The EGFR-targeted and ALK-targeted therapies appear to have acceptable clinical response rate and safety profile in our population. Close and frequent monitoring of adverse events is advised to ensure a good quality of life and prevent serious complications.
在过去20年中,转移性非小细胞肺癌(mNSCLC)的治疗有了显著改善。本研究的目的是描述卡塔尔酪氨酸激酶抑制剂(TKIs)的使用情况。本研究重点关注用于治疗mNSCLC患者的TKIs的客观缓解率(ORR)和报告的药物不良事件(ADEs)。
这是一项描述性回顾性队列研究。纳入了2015年至2019年期间在卡塔尔接受TKIs治疗的所有具有表皮生长因子受体(EGFR)或间变性淋巴瘤激酶(ALK)突变的非小细胞肺癌(NSCLCs)患者。在此期间使用的TKIs包括EGFR抑制剂,如阿法替尼、厄洛替尼、吉非替尼和奥希替尼,以及ALK抑制剂,如阿来替尼和克唑替尼。通过报告ORR(作为完全缓解[CR]和部分缓解[PR]之和)来确定每种TKI的疗效,此外还报告了疾病稳定(SD)和疾病进展(DP)情况。而ADEs则使用美国国立癌症研究所的不良事件通用术语标准(NCI-CTCAE)进行报告。

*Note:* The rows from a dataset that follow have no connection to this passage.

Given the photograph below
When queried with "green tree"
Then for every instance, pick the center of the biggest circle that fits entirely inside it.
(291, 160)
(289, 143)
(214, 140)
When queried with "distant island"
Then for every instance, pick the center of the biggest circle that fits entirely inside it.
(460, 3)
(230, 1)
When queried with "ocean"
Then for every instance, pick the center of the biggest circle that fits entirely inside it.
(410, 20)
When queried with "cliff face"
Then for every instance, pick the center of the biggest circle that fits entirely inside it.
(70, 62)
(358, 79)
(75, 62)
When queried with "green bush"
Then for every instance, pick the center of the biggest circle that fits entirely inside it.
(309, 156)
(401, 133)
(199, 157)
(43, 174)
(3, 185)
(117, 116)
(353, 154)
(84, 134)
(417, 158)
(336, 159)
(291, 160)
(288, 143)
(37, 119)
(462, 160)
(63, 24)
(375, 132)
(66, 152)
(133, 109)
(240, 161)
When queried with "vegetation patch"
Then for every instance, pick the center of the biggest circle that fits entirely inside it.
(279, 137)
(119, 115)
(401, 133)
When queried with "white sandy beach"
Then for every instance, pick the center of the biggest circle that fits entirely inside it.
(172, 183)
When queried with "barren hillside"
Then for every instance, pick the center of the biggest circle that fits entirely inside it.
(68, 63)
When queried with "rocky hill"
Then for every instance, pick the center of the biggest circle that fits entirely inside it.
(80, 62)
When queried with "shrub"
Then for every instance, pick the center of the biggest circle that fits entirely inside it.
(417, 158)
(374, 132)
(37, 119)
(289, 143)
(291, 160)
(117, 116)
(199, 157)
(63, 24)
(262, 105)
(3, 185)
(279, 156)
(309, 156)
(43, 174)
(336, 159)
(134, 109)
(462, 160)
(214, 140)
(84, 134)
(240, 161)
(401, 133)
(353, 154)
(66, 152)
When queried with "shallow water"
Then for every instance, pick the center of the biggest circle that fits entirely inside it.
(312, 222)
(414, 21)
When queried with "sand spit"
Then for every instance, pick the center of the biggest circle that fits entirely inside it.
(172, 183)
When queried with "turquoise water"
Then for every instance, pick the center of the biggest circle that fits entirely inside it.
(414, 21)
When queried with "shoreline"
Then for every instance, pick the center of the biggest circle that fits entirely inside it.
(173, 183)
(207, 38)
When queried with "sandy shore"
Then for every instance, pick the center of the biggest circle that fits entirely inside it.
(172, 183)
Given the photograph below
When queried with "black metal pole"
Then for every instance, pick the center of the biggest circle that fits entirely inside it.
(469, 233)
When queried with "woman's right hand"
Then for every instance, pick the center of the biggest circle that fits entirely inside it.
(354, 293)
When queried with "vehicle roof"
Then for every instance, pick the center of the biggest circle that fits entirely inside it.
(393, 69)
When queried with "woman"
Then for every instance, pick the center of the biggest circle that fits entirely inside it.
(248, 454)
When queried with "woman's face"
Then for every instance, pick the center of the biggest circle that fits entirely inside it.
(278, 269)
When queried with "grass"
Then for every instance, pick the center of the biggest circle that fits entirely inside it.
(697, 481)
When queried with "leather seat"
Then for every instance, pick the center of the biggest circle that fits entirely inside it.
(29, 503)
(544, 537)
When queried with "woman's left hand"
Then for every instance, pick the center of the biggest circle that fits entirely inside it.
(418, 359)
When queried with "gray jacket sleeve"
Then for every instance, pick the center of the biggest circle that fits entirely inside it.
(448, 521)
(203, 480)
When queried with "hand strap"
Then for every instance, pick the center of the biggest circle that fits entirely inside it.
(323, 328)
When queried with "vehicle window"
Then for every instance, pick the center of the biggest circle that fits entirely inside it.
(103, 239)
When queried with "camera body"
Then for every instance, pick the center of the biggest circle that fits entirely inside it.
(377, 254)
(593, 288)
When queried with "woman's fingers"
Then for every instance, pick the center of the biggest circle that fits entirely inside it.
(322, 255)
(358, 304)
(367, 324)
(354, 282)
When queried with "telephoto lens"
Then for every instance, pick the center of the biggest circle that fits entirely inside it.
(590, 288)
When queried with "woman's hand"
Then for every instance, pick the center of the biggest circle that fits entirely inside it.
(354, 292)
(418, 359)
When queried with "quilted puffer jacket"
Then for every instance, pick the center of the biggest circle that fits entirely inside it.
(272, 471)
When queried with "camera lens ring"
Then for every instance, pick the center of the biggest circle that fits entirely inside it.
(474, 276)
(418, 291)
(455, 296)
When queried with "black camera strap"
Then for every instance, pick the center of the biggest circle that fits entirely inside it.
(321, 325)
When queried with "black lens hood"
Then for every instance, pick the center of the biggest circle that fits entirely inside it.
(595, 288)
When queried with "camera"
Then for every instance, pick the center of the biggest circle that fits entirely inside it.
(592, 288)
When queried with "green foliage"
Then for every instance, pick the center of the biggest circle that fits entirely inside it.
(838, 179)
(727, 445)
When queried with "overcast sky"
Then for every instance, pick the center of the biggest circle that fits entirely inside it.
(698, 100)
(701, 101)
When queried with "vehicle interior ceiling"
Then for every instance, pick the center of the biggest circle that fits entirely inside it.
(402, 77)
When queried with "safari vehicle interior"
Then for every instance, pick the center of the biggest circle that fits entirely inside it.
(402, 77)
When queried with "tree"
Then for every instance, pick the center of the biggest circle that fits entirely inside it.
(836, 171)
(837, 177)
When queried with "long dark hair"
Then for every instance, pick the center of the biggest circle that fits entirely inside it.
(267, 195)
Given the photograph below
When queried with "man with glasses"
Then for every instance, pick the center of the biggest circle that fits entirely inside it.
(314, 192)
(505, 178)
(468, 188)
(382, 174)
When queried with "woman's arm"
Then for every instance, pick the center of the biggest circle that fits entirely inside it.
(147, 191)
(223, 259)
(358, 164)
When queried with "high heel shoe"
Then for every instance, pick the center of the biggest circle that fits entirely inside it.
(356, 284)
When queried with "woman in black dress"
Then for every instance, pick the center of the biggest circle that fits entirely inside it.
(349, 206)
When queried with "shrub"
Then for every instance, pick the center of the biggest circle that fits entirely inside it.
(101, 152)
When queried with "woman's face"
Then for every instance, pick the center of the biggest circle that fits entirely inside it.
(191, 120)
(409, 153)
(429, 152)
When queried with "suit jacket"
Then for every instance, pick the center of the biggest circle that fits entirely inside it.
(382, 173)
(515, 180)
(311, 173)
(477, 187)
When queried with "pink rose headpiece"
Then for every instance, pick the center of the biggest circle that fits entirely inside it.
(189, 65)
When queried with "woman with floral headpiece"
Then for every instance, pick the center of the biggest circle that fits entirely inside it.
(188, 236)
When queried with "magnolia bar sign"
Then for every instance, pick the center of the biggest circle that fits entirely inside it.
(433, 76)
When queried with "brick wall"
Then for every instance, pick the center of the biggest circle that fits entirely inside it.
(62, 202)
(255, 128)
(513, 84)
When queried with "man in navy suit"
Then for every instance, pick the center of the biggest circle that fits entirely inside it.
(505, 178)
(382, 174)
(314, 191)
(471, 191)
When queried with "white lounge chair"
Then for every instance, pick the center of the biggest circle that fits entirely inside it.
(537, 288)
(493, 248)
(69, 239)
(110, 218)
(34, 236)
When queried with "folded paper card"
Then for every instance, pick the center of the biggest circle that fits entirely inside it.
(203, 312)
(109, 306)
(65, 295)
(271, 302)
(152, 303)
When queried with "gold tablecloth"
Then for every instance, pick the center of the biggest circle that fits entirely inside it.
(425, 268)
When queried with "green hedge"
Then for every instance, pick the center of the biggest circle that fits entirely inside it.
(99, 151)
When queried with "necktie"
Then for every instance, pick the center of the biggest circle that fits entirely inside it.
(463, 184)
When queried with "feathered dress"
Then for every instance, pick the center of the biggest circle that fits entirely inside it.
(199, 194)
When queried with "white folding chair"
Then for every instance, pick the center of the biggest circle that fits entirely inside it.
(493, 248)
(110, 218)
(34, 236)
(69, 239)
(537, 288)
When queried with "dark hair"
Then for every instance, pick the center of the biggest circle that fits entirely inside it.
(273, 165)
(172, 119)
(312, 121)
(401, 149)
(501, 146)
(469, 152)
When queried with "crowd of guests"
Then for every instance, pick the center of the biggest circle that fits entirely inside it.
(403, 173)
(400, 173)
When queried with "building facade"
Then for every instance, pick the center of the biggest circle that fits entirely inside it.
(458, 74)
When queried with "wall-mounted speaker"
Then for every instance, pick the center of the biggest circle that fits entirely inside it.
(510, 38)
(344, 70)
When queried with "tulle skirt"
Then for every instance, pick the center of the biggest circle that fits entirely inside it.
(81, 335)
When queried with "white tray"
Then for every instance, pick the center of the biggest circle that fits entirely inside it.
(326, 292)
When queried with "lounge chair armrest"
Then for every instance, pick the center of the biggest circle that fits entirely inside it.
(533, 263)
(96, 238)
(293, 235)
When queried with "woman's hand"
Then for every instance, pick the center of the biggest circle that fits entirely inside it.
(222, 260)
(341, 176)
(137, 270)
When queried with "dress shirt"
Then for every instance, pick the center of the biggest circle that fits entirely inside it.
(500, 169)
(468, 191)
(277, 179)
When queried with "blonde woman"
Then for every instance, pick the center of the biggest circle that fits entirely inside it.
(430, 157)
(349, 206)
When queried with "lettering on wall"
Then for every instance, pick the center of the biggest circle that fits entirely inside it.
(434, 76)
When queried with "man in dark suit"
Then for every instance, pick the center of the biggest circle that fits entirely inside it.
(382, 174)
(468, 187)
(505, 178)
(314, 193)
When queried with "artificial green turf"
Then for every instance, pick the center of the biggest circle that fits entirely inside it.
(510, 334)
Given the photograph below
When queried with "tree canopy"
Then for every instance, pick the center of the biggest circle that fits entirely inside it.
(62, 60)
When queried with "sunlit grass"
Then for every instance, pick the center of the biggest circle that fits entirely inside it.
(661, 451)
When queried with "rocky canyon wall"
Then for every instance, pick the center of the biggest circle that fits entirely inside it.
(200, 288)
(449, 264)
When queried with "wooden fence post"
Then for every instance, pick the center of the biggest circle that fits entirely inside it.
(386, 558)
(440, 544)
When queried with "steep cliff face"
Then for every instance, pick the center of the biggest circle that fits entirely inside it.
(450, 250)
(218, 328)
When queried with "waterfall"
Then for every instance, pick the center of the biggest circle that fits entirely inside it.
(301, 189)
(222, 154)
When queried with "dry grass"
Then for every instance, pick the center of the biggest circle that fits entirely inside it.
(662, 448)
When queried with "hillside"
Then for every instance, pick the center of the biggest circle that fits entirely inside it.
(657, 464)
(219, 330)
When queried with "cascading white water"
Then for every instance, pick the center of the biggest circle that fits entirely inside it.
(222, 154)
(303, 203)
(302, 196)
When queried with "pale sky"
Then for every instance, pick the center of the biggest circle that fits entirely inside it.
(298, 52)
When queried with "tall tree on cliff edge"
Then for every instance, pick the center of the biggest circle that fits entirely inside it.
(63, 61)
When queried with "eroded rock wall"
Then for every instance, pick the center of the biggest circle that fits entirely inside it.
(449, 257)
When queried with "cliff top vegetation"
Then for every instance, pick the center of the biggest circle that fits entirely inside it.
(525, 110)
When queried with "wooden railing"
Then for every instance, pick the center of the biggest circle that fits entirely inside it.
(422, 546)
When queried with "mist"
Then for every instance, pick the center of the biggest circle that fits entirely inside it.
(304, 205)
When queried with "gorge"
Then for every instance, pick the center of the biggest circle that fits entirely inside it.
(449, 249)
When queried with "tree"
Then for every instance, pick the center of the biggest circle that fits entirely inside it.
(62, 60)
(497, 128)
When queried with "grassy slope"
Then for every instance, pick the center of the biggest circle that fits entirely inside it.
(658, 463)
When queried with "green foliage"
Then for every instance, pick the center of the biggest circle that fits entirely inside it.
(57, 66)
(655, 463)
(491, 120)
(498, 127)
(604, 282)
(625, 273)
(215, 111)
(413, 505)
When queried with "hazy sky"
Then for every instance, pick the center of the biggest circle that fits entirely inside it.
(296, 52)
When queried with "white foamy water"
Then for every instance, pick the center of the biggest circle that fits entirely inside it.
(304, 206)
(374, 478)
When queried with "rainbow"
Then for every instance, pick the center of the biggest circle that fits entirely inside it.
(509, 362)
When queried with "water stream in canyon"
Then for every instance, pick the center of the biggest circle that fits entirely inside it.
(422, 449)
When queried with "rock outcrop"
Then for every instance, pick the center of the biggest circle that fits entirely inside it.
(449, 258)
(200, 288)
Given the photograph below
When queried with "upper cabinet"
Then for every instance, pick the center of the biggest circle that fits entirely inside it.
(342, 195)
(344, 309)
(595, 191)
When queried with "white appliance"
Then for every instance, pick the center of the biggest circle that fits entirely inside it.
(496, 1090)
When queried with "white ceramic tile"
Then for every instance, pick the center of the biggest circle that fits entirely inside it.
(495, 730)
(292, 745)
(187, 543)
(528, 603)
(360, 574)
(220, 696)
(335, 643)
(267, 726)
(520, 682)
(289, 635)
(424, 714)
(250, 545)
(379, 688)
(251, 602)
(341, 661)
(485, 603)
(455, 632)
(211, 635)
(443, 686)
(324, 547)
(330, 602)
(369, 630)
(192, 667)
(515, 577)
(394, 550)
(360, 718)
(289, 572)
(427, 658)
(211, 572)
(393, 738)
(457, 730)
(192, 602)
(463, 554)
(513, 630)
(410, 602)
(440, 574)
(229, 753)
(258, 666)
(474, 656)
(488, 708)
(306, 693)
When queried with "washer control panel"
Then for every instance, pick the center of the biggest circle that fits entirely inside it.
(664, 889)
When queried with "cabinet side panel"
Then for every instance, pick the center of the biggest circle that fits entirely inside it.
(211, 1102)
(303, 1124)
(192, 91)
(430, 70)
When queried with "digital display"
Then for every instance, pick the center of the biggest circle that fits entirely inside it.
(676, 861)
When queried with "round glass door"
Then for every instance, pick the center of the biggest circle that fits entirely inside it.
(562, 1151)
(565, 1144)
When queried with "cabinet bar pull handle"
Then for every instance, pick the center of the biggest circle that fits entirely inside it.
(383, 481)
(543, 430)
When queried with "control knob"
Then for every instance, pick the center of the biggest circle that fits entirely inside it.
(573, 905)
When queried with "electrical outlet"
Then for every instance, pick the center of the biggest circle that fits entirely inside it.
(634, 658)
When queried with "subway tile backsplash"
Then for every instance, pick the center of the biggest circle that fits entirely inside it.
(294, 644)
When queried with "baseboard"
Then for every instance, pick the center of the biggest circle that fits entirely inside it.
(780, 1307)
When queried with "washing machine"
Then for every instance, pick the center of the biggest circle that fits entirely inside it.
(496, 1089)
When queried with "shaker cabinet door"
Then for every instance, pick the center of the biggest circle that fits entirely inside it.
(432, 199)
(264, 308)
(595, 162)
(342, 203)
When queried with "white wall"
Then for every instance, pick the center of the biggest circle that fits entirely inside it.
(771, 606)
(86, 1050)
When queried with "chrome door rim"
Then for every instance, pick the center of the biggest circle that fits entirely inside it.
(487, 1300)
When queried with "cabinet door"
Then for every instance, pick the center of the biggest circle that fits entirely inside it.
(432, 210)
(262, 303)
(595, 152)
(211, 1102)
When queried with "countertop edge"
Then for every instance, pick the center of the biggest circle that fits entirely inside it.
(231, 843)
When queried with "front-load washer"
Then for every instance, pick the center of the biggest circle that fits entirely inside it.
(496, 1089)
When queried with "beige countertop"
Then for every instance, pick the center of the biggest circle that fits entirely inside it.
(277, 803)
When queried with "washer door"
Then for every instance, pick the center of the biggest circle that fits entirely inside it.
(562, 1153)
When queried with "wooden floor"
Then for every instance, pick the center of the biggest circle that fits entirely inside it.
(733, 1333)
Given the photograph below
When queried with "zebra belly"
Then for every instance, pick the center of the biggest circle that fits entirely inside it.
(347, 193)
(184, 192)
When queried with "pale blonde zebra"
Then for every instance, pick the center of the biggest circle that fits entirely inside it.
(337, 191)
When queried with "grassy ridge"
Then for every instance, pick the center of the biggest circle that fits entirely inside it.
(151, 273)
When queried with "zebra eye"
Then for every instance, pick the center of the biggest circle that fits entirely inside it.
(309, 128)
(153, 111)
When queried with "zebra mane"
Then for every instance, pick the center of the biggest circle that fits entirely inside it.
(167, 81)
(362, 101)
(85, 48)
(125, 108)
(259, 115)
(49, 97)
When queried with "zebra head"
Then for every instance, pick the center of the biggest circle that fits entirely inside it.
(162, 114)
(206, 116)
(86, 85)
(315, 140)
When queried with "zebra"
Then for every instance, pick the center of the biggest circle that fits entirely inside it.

共纳入63例患者,其中36例(57.1%)表达EGFR突变,27例(42.9%)表达ALK重排。EGFR抑制剂的ORR如下:奥希替尼40%,吉非替尼33%,阿法替尼22%,厄洛替尼18%。然而,阿来替尼对ALK靶向治疗的缓解率为43%,克唑替尼为40%。共报告了112例ADEs。它们的分布情况为,抗EGFR药物导致的ADEs占63.4%(112例中的71例),ALK抑制剂导致的ADEs占36.6%(112例中的41例)。在抗EGFR组中,最常见的ADEs类型是皮肤毒性,占30%,而在抗ALK组中,胃肠道毒性最为常见(29%)。
EGFR靶向治疗和ALK靶向治疗在我们的研究人群中似乎具有可接受的临床缓解率和安全性。建议密切且频繁地监测不良事件,以确保良好的生活质量并预防严重并发症。